Sırayla Fatma ve Huriye teyze çıkıyor karşımıza, yıllardır susuz kalmış, yüzeyinde çatlamayan hiçbir yeri kalmamış toprak gibi yüzler. Gözleri bütün bir tarihi anlatıyor insana; acıyı, kini, boynu büküklüğü, direnmeyi...
Anlatıyorlar; “Beni aldılar, ilk önce saçlarımı tıraş ettiler, iyice bir yıkadılar, sonra bir kağıt üstüne bastırıp ayaklarımı çevresinden çizdiler. Ben bilmiyorum, anlamıyorum. Türkçe bilmiyorum, çocuğum.” Ayak ölçüleri alınıyor, giydiriliyor ve ailelerini kaybetmiş veya aileleri bulunamayan kızlar, çeşitli illerdeki subaylara veriliyor. Onlar yaşadıklarını anlatırken, o gözlerin, yüzlerin, o ağızların anlattığı her bir acının karşısında nutkun tutuluyor, silmeye yetişemediğin gözyaşların sicim gibi iniyor. Fatma teyze evine verildiği asker tarafından eş alınıyor, ondan ayrılıyor, başka biri çıkıyor karşısına onunla evleniyor, kimdir nedir hiçbir zaman söylemiyor. Fakat zamanla çocuklarının ‘bizim dayımız, teyzemiz yok mu’ baskılarıyla hatırında kalan “Ovacık” lafı ediyor, bunun üzerine Ovacık’a geliniyor. Bir kahvede durum anlatılıyor, yılların ortak acısı kayıplar... Kahvedekiler “belki bizim kaybımızdır” diye dışarı çıkıyorlar, zamanla erkek kardeş bulunuyor. “Abla ben Aleviyim...” İlk sözü bu oluyor erkek kardeşin. “Eh o zaman ben de Aleviyim” diyor Fatma Teyze; “Zaten namaz kılmıyordum, ondan sonra da hiç namaz kılmadım onların yanında...” Fatma teyzenin sözleri acıların ve Dersim katliamının, kimlik üzerinde ne kadar “başarı” sağladığının da göstergesi oluyor. Ama ne yapılırsa yapılsın asırlar geçse de insanın özünden, kimliğinden koparılamayacağını da.

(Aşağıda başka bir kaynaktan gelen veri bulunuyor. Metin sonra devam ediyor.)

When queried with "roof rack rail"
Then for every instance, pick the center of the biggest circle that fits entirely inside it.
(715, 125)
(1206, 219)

Huriye teyze verildiği yüzbaşının evinde yaşadıklarını anlatırken, gözlerindeki acıyı ondan alıp bir an “O” oluyorsun. “Hanım evindeki askere bağırırdı ‘bulaşıklarımızı o Kürt kızının bulaşıklarıyla yıkamayasın sakın’, yalvardım Hızır’a, ölmek istedim, ne olur al canımı...” Türkiye Cumhuriyeti Devletinin, bugüne kadar reddettiği Kürt Alevileri, Aleviler ve Kürtler üzerindeki imha ve inkar politikaları bütün canlılığıyla karşımızda duruyor.
Ankaralılara, özellikle gençliğe buradan bir çağrı yapmayı gerekli görüyorum. ‘Tarihini bilmeyen geleceğini bilemez’, mutlak ama mutlak bu kısa belgeseli herkes izlemeli. İyi seyirler.